As ISO Identification of Medicinal Products (IDMP) compliance plans are refreshed in the light of new movement towards implementing the product data standards across the European Union, life sciences companies find themselves at an important crossroads. In recent years, a series of delays to IDMP’s rollout have elicited an increasingly lackluster response to the considerable new product data requirements. Although firms’ have always known that IDMP as a set of standards would be realized eventually, their stop-start manifestation has steadily sapped any initial momentum. So it could be hard for firms to get going again with renewed commitment, even with the clock ticking towards the European Medicines Agency (EMA) go-live date in 2021.
Yet there is another far more important factor at play here, and that is the public’s growing appetite for access to medicinal product data—and not just the wider healthcare market, but consumers themselves. In the detail of specific regulatory mandates, it is easy to lose sight of why new measures are being introduced, but bringing the industry back to the original drivers for IDMP and other information-based regulations can help to reframe compliance initiatives with a more positive and strategically significant emphasis. After all, life sciences firms have hard-won reputations to protect, and being responsible for good patient outcomes, and upholding patients’ best interests, are high on their list of corporate pledges.
This being the case, it is worth keeping patients, clinicians, pharmacists and the wider public front of mind when evaluating priorities and best next steps towards IDMP and other emerging international quality and safety standards.
Looking specifically at IDMP, which is now moving closer to becoming a reality, life sciences firms should now be looking to embrace evolving regulatory standards, to define a practical target operating model for managing their product data. The aim being to ensure that what is submitted to regulators is an accurate reflection of the current truth.

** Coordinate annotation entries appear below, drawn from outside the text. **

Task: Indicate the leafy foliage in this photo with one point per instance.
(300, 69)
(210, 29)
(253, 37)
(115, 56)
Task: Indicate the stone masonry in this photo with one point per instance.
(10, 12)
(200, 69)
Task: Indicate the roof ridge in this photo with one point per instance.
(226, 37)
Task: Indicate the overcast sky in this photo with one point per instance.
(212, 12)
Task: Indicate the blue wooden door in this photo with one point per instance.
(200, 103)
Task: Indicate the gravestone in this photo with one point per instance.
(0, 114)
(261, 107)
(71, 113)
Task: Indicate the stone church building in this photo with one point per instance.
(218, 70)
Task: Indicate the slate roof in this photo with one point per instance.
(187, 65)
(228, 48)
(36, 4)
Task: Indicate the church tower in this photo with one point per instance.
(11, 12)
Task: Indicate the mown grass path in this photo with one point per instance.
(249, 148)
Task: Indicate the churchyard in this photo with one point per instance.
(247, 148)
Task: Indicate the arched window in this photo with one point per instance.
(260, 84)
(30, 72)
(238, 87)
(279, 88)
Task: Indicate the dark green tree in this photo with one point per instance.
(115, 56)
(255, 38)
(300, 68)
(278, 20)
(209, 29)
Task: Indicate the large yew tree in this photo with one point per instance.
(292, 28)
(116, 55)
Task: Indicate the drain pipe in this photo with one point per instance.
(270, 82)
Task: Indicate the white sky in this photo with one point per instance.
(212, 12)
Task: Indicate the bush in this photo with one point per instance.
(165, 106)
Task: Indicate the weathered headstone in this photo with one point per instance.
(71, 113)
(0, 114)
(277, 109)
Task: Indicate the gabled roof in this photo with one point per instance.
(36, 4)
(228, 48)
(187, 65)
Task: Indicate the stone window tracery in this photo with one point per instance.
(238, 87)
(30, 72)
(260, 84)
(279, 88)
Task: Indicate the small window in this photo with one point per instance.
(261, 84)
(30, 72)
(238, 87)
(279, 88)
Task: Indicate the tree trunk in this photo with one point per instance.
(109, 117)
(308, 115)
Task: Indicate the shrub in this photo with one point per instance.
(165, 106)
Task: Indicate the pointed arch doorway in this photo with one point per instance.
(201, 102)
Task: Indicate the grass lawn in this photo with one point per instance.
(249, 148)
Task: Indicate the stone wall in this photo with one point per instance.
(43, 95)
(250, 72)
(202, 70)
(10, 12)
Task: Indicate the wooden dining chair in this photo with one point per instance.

While much of the advice around ISO IDMP preparations concerns how different categories of data must be categorized and formatted (the nitty-gritty of how to keep within the specific database parameters) the bigger picture surrounds how firms can get that data into the hands of those who need it, and quickly. This doesn’t just include the EMA and other international regulatory bodies, which before long will insist on accurate and complete data filings alongside traditional dossiers. It also includes the patients of medical products, and those prescribing or selling them.
Companies can become so caught up in their regulatory obligations that they lose sight of why compliance exists and is so important. Once product records are brought under control, and consolidated in a robust, credible and definitive living record (a single, up-to-date version of the product truth), there are plenty of other keen consumers of that information besides the industry watchdogs.

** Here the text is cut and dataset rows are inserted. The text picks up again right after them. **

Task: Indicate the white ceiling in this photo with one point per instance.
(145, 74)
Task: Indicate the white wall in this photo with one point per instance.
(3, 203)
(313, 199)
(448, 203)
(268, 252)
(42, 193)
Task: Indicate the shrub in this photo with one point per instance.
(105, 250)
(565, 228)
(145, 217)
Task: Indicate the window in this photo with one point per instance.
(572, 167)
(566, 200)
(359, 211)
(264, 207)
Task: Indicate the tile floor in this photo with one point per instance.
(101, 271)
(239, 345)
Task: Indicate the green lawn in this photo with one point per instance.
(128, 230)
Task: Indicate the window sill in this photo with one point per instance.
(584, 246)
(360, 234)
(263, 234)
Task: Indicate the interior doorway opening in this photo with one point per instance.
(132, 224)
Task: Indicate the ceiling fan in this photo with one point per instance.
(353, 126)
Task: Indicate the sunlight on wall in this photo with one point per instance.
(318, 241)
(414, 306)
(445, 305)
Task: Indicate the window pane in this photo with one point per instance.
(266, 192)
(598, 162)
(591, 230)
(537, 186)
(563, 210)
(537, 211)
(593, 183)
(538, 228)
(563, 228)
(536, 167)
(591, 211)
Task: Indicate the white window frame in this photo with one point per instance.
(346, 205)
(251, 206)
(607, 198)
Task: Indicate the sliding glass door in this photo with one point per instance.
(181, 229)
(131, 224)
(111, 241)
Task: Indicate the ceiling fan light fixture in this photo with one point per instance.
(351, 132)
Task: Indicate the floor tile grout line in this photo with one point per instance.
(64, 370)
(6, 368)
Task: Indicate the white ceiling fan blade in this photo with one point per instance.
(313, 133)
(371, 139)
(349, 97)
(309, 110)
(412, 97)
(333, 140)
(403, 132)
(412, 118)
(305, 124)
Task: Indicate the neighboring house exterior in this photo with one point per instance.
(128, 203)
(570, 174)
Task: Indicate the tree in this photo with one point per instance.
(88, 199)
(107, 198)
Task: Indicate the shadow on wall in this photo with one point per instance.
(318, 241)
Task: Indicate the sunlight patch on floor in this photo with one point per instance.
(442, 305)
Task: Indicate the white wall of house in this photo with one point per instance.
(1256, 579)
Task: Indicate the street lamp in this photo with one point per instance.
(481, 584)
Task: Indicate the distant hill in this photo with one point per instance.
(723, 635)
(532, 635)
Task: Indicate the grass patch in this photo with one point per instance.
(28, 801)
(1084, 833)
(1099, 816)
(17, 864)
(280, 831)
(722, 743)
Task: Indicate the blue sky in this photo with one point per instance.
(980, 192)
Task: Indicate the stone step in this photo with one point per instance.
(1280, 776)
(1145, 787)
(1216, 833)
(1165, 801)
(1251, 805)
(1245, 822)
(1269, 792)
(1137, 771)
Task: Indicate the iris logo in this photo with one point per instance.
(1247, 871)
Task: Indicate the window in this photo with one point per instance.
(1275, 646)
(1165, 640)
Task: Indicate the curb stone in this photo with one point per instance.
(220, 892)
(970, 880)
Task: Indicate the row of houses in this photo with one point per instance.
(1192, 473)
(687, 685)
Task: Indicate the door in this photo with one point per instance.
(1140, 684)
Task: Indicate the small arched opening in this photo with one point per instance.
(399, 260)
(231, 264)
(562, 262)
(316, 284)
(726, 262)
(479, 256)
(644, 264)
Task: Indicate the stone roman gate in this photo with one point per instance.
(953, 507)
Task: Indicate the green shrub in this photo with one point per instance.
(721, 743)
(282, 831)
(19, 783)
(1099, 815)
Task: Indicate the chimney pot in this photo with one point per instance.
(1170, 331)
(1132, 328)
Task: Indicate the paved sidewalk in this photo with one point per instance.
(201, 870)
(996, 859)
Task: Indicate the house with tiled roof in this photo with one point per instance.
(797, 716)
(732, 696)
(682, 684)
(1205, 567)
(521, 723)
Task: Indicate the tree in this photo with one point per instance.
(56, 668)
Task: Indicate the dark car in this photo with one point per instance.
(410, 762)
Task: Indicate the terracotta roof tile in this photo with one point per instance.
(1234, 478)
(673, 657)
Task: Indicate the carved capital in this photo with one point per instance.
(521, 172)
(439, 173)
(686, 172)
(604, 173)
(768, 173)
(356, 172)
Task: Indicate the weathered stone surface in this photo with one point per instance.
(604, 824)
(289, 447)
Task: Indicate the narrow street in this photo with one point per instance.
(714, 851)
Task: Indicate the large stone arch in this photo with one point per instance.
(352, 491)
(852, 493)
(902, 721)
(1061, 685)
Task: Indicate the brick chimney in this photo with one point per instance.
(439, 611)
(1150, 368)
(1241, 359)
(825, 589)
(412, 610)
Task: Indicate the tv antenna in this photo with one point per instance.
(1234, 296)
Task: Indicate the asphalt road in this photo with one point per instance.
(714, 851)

In the digital age, it should not be taking months or years for the latest safety advice to filter through to patients (i.e., simply because patient information leaflets haven’t been updated).
In the future, we can expect to see QR codes (matrix barcodes, which when scanned open a relevant web page) being used as standard on medical products, as a means to providing links to the latest, revised instructions for use online. That is, access to complete, up-to-the-minute advice will be much more immediate and convenient than it is today.
All of which comes back to the need for companies to have an accurate master data source, along with visibility of where this data is re-used and a way of managing interoperability between the central master and wherever information has been reproduced. Even keeping submitted regulatory dossiers and electronic data equivalents in sync will require appropriate controls, because information may continue to be updated after original documentation has been put together.
It is undoubtedly unfortunate that the timelines around IDMP have been subject to delays over recent years, slowing down preparation of a definitive data truth about products that clinicians, pharmacies, patients and other stakeholders could benefit from today. But this should not be allowed to stymie all progress.
It is one thing to put off IDMP compliance plans because the specific details of required formats are not fully known. But it is another to stall activity just because one thinks there is a bit more time. On the contrary, there is much to be gained from pressing ahead—not least favorable public perception of a life sciences brand that commits itself to greater product transparency.
For just a few hundred euros, any company today can buy the ISO IDMP specifications from their local standards organization and begin working toward a target operating model for wider data exchange. So why delay?
It’s worth remembering that 60 countries participated actively in proposing and setting these new ISO standards, and 160 countries have pledged to recognize and enforce them. That’s a strong endorsement to justify preparing and managing electronic product data in support of wider public access. Committing to this is an important step toward the democratization of healthcare and medicine data, something respected industry players have talked about a lot this year.
If society’s growing expectations are not enough of a driver for change (and they should be), consider this: A technological giant like Amazon may yet disrupt the life sciences industry, using as its leverage its superior grasp on information management to create new value around medicinal products for consumers. It is not beyond the bounds of credibility to imagine that if Amazon wanted to buy the intellectual property for a drug compound, along with the other operational elements to running a pharmaceutical business, it could establish a healthcare organization with relative ease.
In the life sciences industry, product information is vastly underestimated as a business asset, and certainly no company wants to expose itself to huge risk by failing to gain control of this while they have the chance.